Marjo Simonen, Ph.D., lab head of the Novartis HCS facility in Basel, Switzerland, will provide insight on the end-user’s perspective. Her lab provides HCS screens for all the therapeutic research groups in the Basel site, including the oncology, neurobiology, and respiratory groups, wherever imaging data is an essential output for the screen.
“We have been using HCS for compound screening since 2005 and are currently processing up to 250,000 compounds per screen,” says Dr. Simonen. “We use the InCell Analyzer 3000 for all our screens, and we’ll soon be adding a robotics system to allow for unattended screening work overnight and over the weekend to increase our throughput. We are hopeful that we’ll be able to do full library screens (>1 M compounds) in 2009.”

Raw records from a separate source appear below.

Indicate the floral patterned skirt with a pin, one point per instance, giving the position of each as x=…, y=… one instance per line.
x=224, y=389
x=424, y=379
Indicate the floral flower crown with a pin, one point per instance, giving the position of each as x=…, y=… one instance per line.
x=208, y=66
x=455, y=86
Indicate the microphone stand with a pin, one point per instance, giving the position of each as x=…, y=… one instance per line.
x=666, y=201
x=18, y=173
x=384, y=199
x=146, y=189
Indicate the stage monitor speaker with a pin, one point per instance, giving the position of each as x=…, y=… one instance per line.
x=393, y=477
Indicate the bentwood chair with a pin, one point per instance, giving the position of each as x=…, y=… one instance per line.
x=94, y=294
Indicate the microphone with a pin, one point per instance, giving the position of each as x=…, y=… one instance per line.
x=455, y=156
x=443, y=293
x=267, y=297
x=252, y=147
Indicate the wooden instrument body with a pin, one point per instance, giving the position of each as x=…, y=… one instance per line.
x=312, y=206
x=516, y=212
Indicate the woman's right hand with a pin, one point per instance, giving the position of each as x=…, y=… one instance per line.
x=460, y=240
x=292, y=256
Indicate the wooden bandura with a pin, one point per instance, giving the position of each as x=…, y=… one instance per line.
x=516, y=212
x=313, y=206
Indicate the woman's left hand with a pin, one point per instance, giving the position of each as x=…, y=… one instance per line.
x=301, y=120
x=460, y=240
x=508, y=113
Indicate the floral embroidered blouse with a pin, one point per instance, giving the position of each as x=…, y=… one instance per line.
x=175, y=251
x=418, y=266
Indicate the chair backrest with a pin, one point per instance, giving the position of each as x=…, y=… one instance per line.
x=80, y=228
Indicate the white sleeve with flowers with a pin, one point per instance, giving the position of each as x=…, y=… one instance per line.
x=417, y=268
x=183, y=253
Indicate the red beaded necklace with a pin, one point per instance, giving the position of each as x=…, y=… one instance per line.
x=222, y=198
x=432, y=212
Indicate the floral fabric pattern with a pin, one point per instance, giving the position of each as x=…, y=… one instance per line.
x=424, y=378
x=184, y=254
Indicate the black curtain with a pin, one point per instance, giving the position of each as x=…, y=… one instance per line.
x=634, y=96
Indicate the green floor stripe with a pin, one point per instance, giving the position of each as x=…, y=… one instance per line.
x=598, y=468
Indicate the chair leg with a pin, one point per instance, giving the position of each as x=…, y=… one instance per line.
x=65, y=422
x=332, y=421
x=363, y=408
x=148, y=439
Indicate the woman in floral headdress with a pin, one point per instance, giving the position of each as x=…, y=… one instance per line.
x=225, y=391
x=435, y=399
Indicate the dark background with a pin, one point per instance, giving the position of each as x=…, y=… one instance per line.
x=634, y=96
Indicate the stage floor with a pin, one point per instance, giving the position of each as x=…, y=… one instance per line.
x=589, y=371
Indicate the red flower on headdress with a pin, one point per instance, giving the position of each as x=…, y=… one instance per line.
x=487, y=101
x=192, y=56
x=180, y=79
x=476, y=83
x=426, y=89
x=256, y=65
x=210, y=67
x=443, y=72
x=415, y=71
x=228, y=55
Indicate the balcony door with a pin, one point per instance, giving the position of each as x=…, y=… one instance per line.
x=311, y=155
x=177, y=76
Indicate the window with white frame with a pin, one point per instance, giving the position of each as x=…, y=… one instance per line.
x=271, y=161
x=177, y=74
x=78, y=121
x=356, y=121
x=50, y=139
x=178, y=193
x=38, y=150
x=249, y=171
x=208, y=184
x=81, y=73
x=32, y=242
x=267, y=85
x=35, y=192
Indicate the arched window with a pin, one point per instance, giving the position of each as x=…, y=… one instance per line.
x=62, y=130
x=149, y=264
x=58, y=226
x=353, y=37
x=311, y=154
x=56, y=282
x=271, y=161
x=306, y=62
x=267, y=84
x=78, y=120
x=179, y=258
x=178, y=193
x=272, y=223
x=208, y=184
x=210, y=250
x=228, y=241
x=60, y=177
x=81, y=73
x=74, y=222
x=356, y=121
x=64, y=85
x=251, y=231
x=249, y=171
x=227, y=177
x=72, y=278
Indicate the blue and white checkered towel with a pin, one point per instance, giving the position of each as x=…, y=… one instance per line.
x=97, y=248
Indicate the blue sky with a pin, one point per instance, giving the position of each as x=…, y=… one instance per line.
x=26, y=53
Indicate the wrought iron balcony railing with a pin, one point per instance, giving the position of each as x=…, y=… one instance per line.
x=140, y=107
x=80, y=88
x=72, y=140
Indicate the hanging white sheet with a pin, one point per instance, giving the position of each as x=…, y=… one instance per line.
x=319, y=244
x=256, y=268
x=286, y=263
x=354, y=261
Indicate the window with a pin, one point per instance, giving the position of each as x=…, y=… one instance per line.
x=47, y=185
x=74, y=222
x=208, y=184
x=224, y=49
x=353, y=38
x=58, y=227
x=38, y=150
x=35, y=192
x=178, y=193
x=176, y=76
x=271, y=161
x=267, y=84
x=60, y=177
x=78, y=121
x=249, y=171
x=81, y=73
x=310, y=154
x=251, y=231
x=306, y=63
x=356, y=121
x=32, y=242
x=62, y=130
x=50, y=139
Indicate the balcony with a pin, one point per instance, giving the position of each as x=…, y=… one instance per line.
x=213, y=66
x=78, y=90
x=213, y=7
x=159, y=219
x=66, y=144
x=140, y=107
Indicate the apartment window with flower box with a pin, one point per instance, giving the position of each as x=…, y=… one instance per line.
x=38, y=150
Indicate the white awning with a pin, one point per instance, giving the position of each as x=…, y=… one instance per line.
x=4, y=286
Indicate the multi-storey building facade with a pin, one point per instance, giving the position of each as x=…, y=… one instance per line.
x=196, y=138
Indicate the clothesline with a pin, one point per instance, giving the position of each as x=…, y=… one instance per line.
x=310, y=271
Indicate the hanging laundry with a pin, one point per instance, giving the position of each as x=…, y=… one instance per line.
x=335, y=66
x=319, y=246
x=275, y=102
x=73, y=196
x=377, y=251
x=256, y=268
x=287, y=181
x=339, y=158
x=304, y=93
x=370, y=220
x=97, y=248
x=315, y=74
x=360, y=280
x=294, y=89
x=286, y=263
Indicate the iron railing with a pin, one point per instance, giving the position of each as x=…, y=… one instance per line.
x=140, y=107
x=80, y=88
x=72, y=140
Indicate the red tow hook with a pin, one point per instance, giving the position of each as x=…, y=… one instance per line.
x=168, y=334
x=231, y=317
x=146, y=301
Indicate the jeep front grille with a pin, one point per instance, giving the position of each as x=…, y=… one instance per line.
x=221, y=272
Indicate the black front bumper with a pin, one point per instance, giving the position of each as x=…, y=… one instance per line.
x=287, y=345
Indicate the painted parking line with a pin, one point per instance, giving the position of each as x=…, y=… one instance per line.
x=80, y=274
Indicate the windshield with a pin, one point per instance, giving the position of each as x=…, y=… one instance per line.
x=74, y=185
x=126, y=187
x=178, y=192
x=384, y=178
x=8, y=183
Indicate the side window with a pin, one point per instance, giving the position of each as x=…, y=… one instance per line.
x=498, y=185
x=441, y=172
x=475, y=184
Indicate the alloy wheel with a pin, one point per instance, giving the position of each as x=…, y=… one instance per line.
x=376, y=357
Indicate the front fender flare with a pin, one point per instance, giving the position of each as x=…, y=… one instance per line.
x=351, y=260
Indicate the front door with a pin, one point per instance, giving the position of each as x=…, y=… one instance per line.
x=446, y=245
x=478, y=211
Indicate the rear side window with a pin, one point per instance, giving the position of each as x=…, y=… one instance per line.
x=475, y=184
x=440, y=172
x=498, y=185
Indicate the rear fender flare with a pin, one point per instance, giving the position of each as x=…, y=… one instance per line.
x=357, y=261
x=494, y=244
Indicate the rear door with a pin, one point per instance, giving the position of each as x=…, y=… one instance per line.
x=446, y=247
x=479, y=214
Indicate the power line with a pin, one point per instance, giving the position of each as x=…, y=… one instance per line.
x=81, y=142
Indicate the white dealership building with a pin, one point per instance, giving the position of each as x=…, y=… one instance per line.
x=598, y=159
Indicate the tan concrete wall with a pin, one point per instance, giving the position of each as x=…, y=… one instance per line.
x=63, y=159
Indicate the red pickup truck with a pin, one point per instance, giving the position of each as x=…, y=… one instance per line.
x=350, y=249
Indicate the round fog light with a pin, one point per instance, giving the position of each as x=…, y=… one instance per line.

This is not to say that Novartis has moved away from HTS—the company still performs biochemical and cell-based assay screens for many primary screens, but when imaging is the essential output needed by the therapeutic group, HCS is applied.
“We perform the primary screen usually with singletons, then we validate the hits with a concentration response using quadruplicate samples. Usually we also perform counterscreens and secondary screens; sometimes only secondary screens for biochemical or other cellular screens,” Dr. Simonen adds. “We provide our customers analyzed data, IC50, max activity, not raw data. The analysis of HCS data is more laborious than that of other screening data due to the several readouts. We have in-house software to analyze and visualize the numerical data. In addition, we just bought an Opera reader, which accepts 1,536-well plates. We hope to be able to run full screenswith this.”
At Novartis, HCS is also used both in the upstream and downstream steps of the drug discovery process for target finding, compound profiling, SAR, and further understanding of the mode of action of a drug candidate.
At the meeting, Dr. Simonen will present a case study on the development of an imaging assay to screen for inhibitors of copy-number variation (CMV) entry to normal human fibroblasts and human retinal pigmented epithelial cells. The assay exploits a genetically modified virus expressing a green fluorescent fusion protein (GFP) as part of its virion tegument. Upon successful entry, the GFP-tagged tegument protein translocates to the nucleus, permitting monitoring of virus infection. The assay monitors localization of the GFP tag to the nucleus and granularity of the cells as a measure of compound toxicity. The goal is to identify compounds that block translocation of the tag without inducing toxicity in the cells.